Vinegar is a weak acid (it is 5% acetic acid in water). Egg shell is made of calcium carbonate. When the two come together they create a chemical reaction that breaks down the calcium carbonate, and produces carbon dioxide (these are the bubbles we can see on the egg on the egg, in the film) After three days the shell is nearly all dissolved or is weak enough to be rubbed away. The result is a rubbery, translucent egg.
The membrane is remarkable not just because it is semi-permeable but also because it is impressively tough. It actually contains keratin, which is found in human hair! This toughness explains why we can bounce (and not always burst) our rubber eggs.

As Liz explains so well in the video, osmosis is the movement of water from an area of low solute concentration (less things dissolved in the water) to an area of high solute concentration (more things dissolved in water), see the diagram above. Osmosis is really important because it takes place in every living cell in every living organism. It's how plants take up water from the soil, and how cells in our own bodies regulate themselves and don't burst or shrink when chemical processes are taking place.

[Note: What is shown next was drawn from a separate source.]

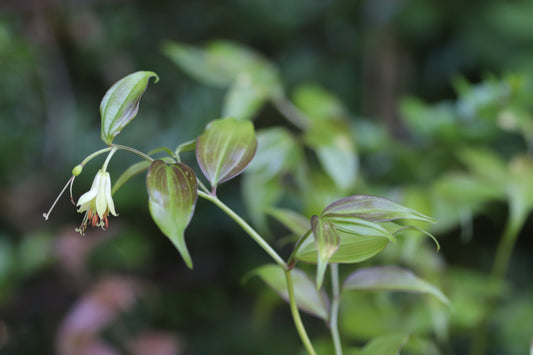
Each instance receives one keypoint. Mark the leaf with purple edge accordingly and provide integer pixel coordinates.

Playing osmosis ping-pong has its advantages and so we utilised this bit of science not once but three times in our experiment.
Firstly, the vinegar. Vinegar is largely water. The egg has a lot of proteins and fats dissolved in it. Of the two, vinegar most certainly has the lower solute concentration. This means that whilst the acid in the vinegar is breaking down the egg shell, more water is moving into the egg than is leaving it (as water is always travelling back and forth). This continues until the concentration levels of the egg and vinegar is pretty much equal. The result is a rather rotund little egg giving a new meaning to term 'water retention'.
We used osmosis a second time in order to shrink the egg. For this we sought to reverse the osmosis gradient and force more water to leave the egg than enter it. For this we needed a solution with a solute concentration much greater than the egg. Enter the incredibly sugary substance that is golden syrup. So our once proud and bulbous egg will now, in less than half a day, deflate and shrivel, looking a little too poached for wear.
The third and final bit of osmosis came from the coloured water. Obviously, being water, this solution is as dilute as we could hope for. The food dye doesn't affect the concentration at all, it merely acts as a marker for how the water is moving. A shrivelled egg with little water and the same amount of fats and proteins that it started with means there is no contest in the bid for low solute concentration. More water enters the egg, with blue dye dissolved in it, and voilà: Its bulbous. it's blue. It's bouncy. And it's still a raw egg.
If you wondered how the yolk always stays in the same place, despite changes to the rest of the egg, this is because of something called the 'chalazae'. Chalazae is modified albumen and acts a type of rope on either side of the yolk that holds it firmly in its place. See diagram above to get a better idea.